I drew the wrong conclusion. If I had only played, I would have had fun.
I have played and run 100s of Dungeons & Dragons organized play sessions in third though fifth edition and even in the Alternity Living Verge campaign. Gamers seldom talk about all the game sessions where a bunch of strangers sat at a table and enjoyed a few hours playing D&D, but those sessions come almost every time we play. No, we talk about the unusual: The rare games spoiled by an annoying player. The characters that stretch the rules to the breaking point.
The new Adventurers League campaign rules aim to reward more styles of play, to give characters a better selection of magic, to level power between characters, and to free players from bookkeeping. The Adventurers League is already fun and welcoming. If successful, the changes will make the league a bit more of both.
Despite all the ways gamers play the campaign rules to win, I have never seen this metagame spoil my fun as a player or DM.

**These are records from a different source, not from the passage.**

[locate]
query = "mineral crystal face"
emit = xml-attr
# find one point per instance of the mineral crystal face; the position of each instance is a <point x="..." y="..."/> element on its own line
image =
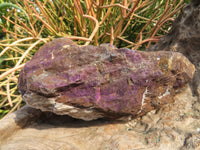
<point x="184" y="37"/>
<point x="90" y="82"/>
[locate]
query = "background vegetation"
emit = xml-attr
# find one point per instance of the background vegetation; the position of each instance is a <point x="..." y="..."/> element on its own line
<point x="26" y="25"/>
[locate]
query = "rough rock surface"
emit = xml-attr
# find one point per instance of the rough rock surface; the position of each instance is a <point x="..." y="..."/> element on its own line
<point x="92" y="82"/>
<point x="174" y="127"/>
<point x="184" y="37"/>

In all those organized play games I have joined, another character has only interfered with my fun two times.
As a DM for the fourth-edition Living Forgotten Realms campaign, one player brought an optimized, high-level defender. In this edition, defenders filled their role too well. This character featured maximized defenses that no level-appropriate monsters could hit on less than a natural 20. With an action, he could mark every foe on the map. His mark imposed such severe penalties that the monsters could only target him. So for hours of play, the monsters could only paddle uselessly at the defender while serving as bags of hit points for target practice.

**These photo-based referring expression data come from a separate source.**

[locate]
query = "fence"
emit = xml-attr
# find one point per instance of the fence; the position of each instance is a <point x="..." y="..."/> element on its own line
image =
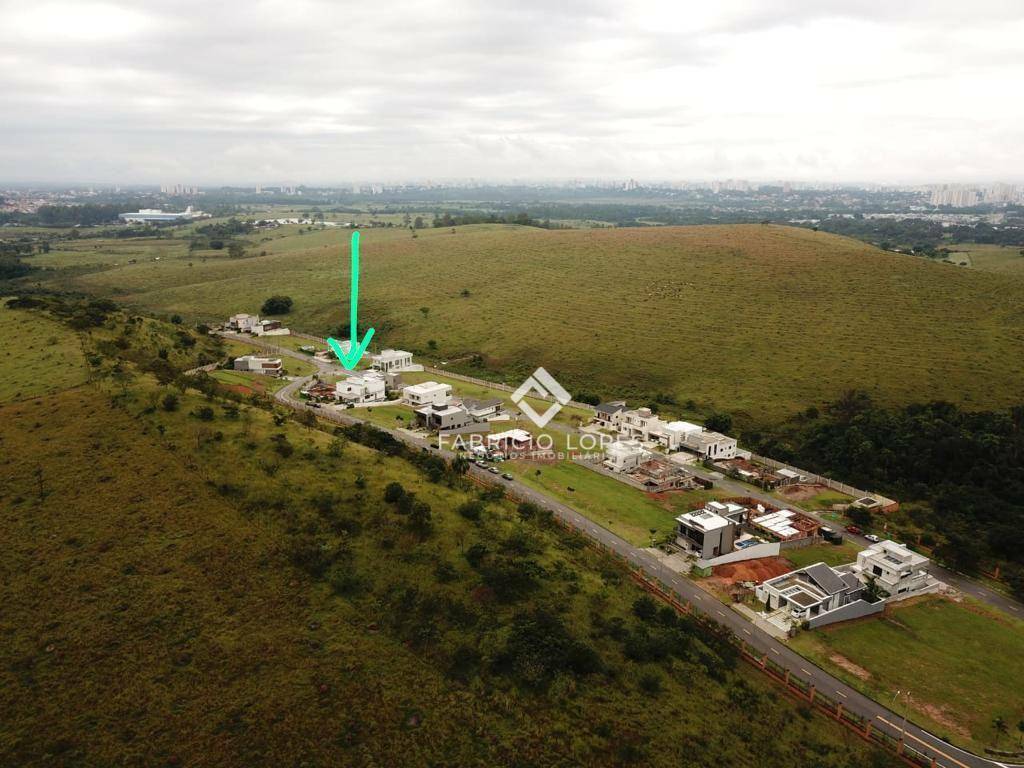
<point x="888" y="505"/>
<point x="794" y="685"/>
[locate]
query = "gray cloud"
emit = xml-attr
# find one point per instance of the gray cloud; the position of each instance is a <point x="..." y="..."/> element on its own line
<point x="321" y="92"/>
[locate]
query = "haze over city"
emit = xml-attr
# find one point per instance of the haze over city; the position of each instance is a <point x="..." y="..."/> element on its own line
<point x="324" y="92"/>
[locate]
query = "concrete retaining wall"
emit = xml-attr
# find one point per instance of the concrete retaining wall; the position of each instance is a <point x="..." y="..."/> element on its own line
<point x="769" y="549"/>
<point x="856" y="609"/>
<point x="888" y="505"/>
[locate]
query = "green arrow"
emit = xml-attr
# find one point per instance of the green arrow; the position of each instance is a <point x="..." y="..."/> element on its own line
<point x="351" y="356"/>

If his play style could talk, it would say, “I won D&D for you. You’re welcome.”
For me as DM, none of those combats offered enjoyment, but I can also draw fun from players having fun. Did they enjoy being an audience for one player’s 4-hour character demonstration? I couldn’t tell. Maybe they enjoyed target practice.

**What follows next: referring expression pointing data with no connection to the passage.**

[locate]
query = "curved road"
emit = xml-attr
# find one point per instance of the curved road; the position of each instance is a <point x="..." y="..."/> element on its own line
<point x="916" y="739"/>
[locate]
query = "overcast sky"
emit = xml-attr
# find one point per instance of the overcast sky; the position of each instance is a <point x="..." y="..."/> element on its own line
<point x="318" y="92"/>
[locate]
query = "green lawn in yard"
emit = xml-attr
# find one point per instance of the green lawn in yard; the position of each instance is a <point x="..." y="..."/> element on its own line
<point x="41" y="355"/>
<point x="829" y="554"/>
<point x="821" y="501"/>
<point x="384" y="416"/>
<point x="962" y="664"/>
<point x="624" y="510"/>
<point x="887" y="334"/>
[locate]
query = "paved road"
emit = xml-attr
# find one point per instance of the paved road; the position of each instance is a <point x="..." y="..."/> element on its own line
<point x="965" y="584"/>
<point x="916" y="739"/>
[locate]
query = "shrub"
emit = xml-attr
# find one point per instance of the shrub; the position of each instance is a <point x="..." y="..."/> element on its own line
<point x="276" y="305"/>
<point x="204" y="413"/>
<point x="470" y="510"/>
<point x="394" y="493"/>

Fifth edition no longer enables characters who can lock down every foe. I still see characters with armor classes or hit point totals that say, “no one can hurt me.” If a player enjoys a sense of invulnerability, they can sell out for it. But still, every fifth-edition character suffers some weak saves. And no defender can shield every ally.
The second bad game came years later, when I played a fifth-edition convention session. One wizard brought a simulacrum, a duplicate able to act as a second wizard. The double meant that one player effectively took the turns and actions of two characters. Normally, such a character makes a minor nuisance. This time, the monsters proved badly overmatched. Meanwhile, my plodding cleric kept rolling low initiatives. Through every combat in the adventure, my character never contributed. The wizard and simulacrum blasted, and then the battle would end before I reached my first turn. Obviously, the DM could have dialed up the difficulty, but the wizard’s player drew my ire. Every fight, he played two turns for my none.
“I won D&D for you. You’re welcome.”
DM Tom Christy has run over 300 Adventurers League sessions, more than half for strangers on the Internet. “I ask that players avoid bringing extra, action-consuming creatures.” This helps grant each player equal time to act in combat. The request extends to simulacrums, golems, shield guardians, and charmed creatures, but not to class-feature-specific sidekicks like familiars, animal companions, and mounts. By league rules, the request is purely voluntary. “So far, all players have been understanding of that and happily agreed.” The new adventurers league rules bar shield guardians and slaad control gems, but such restrictions need to go further.
I wish I had more stories of other people’s characters ruining my fun, because a post filled with such tales would draw readers. After years of Adventurer’s League, I just have two accounts. Mostly in Adventurers League new and experienced players, strangers and friends, optimizers and storytellers just join at a table and have a great time playing D&D. Oh well. I suppose non-bloggers prefer it that way.